Les liens avec les entreprises sont naturellement très forts avec 75 % de nos intervenants qui sont des professionnels en poste, et qui permettent aux étudiants de bénéficier d’une vision de l’industrie des plus proches.

Enfin depuis sa création, le programme du mastère et l’évaluation des compétences des stagiaires s’inscrivent dans un processus d’amélioration continue soutenu par notre comité de perfectionnement, composé d’industriels et d’universitaires.

 

Avez-vous effectué des ajustements pour la promotion 2012/2013 ?

Marc Lassagne : Dans cette logique d’amélioration continue, nous avons reconfiguré cette année le module sur le risque financier.
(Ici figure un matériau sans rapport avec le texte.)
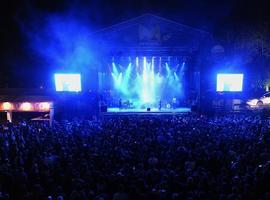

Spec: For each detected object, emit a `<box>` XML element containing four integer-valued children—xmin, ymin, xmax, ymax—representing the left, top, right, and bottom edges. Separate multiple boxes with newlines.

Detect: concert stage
<box><xmin>104</xmin><ymin>107</ymin><xmax>191</xmax><ymax>115</ymax></box>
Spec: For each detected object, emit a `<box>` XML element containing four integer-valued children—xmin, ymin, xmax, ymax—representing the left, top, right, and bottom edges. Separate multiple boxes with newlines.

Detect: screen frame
<box><xmin>216</xmin><ymin>73</ymin><xmax>244</xmax><ymax>92</ymax></box>
<box><xmin>54</xmin><ymin>73</ymin><xmax>82</xmax><ymax>92</ymax></box>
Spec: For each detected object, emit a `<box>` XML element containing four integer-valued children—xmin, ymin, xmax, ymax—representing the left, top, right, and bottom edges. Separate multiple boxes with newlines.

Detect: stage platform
<box><xmin>104</xmin><ymin>107</ymin><xmax>191</xmax><ymax>115</ymax></box>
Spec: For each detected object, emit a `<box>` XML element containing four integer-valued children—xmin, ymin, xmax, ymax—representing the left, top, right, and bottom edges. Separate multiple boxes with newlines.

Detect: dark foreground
<box><xmin>0</xmin><ymin>114</ymin><xmax>270</xmax><ymax>200</ymax></box>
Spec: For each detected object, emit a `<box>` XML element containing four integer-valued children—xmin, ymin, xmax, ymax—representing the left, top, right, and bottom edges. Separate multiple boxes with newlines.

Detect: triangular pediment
<box><xmin>95</xmin><ymin>14</ymin><xmax>210</xmax><ymax>53</ymax></box>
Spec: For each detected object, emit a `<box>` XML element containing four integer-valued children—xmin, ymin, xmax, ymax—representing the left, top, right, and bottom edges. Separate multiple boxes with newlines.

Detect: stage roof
<box><xmin>95</xmin><ymin>14</ymin><xmax>212</xmax><ymax>55</ymax></box>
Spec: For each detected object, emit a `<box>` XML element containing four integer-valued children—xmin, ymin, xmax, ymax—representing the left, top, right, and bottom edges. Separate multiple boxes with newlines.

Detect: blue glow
<box><xmin>54</xmin><ymin>74</ymin><xmax>81</xmax><ymax>92</ymax></box>
<box><xmin>111</xmin><ymin>57</ymin><xmax>184</xmax><ymax>106</ymax></box>
<box><xmin>216</xmin><ymin>74</ymin><xmax>244</xmax><ymax>92</ymax></box>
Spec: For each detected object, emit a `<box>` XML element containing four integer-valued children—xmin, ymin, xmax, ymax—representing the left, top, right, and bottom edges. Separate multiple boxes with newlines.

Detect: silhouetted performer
<box><xmin>119</xmin><ymin>98</ymin><xmax>122</xmax><ymax>110</ymax></box>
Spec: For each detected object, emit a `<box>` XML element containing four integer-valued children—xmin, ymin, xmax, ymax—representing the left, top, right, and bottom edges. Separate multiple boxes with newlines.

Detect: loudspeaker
<box><xmin>191</xmin><ymin>105</ymin><xmax>198</xmax><ymax>112</ymax></box>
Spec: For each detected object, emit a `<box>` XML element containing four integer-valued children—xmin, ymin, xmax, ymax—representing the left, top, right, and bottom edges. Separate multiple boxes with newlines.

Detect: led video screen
<box><xmin>54</xmin><ymin>74</ymin><xmax>81</xmax><ymax>92</ymax></box>
<box><xmin>216</xmin><ymin>74</ymin><xmax>244</xmax><ymax>92</ymax></box>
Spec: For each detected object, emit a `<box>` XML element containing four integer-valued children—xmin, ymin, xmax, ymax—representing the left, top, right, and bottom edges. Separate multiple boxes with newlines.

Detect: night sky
<box><xmin>0</xmin><ymin>0</ymin><xmax>270</xmax><ymax>87</ymax></box>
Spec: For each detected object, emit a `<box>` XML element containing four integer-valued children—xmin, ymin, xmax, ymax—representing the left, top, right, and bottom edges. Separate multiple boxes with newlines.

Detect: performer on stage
<box><xmin>172</xmin><ymin>97</ymin><xmax>176</xmax><ymax>109</ymax></box>
<box><xmin>119</xmin><ymin>98</ymin><xmax>122</xmax><ymax>110</ymax></box>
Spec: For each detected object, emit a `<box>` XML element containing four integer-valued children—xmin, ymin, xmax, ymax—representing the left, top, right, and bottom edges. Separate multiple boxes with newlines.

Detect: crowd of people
<box><xmin>0</xmin><ymin>114</ymin><xmax>270</xmax><ymax>200</ymax></box>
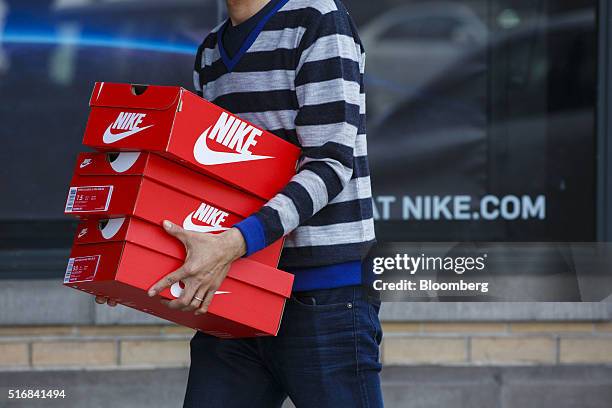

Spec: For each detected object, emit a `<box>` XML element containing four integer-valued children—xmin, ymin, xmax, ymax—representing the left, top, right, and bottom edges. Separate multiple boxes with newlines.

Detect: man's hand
<box><xmin>148</xmin><ymin>220</ymin><xmax>246</xmax><ymax>314</ymax></box>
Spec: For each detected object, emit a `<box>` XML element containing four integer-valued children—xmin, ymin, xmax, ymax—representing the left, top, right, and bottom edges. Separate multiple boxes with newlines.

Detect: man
<box><xmin>99</xmin><ymin>0</ymin><xmax>382</xmax><ymax>408</ymax></box>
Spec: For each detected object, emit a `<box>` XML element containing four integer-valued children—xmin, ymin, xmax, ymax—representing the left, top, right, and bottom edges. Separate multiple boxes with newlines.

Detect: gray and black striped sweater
<box><xmin>194</xmin><ymin>0</ymin><xmax>375</xmax><ymax>291</ymax></box>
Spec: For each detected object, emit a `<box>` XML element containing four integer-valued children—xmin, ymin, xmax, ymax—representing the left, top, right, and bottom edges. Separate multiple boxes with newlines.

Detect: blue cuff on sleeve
<box><xmin>234</xmin><ymin>215</ymin><xmax>266</xmax><ymax>256</ymax></box>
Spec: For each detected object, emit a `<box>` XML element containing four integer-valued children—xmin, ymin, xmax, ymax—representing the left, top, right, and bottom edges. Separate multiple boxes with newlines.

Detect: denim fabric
<box><xmin>184</xmin><ymin>286</ymin><xmax>383</xmax><ymax>408</ymax></box>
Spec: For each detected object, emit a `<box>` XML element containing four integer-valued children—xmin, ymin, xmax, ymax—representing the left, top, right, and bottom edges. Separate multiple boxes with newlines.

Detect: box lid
<box><xmin>89</xmin><ymin>82</ymin><xmax>184</xmax><ymax>110</ymax></box>
<box><xmin>230</xmin><ymin>258</ymin><xmax>293</xmax><ymax>298</ymax></box>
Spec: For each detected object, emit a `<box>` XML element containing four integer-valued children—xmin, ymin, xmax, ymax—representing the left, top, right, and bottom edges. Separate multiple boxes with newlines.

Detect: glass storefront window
<box><xmin>347</xmin><ymin>0</ymin><xmax>597</xmax><ymax>241</ymax></box>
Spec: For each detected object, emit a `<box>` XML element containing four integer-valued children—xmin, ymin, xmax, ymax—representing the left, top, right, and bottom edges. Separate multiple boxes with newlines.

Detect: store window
<box><xmin>347</xmin><ymin>0</ymin><xmax>597</xmax><ymax>241</ymax></box>
<box><xmin>0</xmin><ymin>0</ymin><xmax>220</xmax><ymax>278</ymax></box>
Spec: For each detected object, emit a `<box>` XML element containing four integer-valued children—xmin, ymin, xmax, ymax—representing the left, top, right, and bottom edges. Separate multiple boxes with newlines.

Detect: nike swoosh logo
<box><xmin>170</xmin><ymin>282</ymin><xmax>232</xmax><ymax>298</ymax></box>
<box><xmin>102</xmin><ymin>125</ymin><xmax>153</xmax><ymax>144</ymax></box>
<box><xmin>193</xmin><ymin>126</ymin><xmax>274</xmax><ymax>165</ymax></box>
<box><xmin>183</xmin><ymin>211</ymin><xmax>229</xmax><ymax>232</ymax></box>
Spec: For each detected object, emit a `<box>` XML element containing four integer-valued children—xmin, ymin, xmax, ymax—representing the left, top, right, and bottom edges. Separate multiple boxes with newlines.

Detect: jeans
<box><xmin>184</xmin><ymin>286</ymin><xmax>383</xmax><ymax>408</ymax></box>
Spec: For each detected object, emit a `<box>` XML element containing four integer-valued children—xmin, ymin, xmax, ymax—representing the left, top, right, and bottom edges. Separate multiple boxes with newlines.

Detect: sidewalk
<box><xmin>0</xmin><ymin>366</ymin><xmax>612</xmax><ymax>408</ymax></box>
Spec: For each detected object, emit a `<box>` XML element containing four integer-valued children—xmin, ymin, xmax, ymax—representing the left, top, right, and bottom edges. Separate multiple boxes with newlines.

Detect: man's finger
<box><xmin>167</xmin><ymin>279</ymin><xmax>200</xmax><ymax>309</ymax></box>
<box><xmin>147</xmin><ymin>264</ymin><xmax>189</xmax><ymax>297</ymax></box>
<box><xmin>181</xmin><ymin>284</ymin><xmax>208</xmax><ymax>312</ymax></box>
<box><xmin>195</xmin><ymin>288</ymin><xmax>217</xmax><ymax>315</ymax></box>
<box><xmin>163</xmin><ymin>220</ymin><xmax>187</xmax><ymax>244</ymax></box>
Nous cherchons aussi à mettre en place une évaluation encore plus précise des compétences en « risk management ». Cela se vérifie dans l’approche de savoirs avérés en gestion de projets, reporting et communication, évaluation du risque…

Laurent Dehouck : Les compétences acquises par les stagiaires sont, également, validées par les résultats de la thèse professionnelle qu’ils rédigent à l’occasion du stage de 4 à 6 mois qu’ils réalisent sous  la double direction d’un tuteur académique et d’un tuteur en entreprise.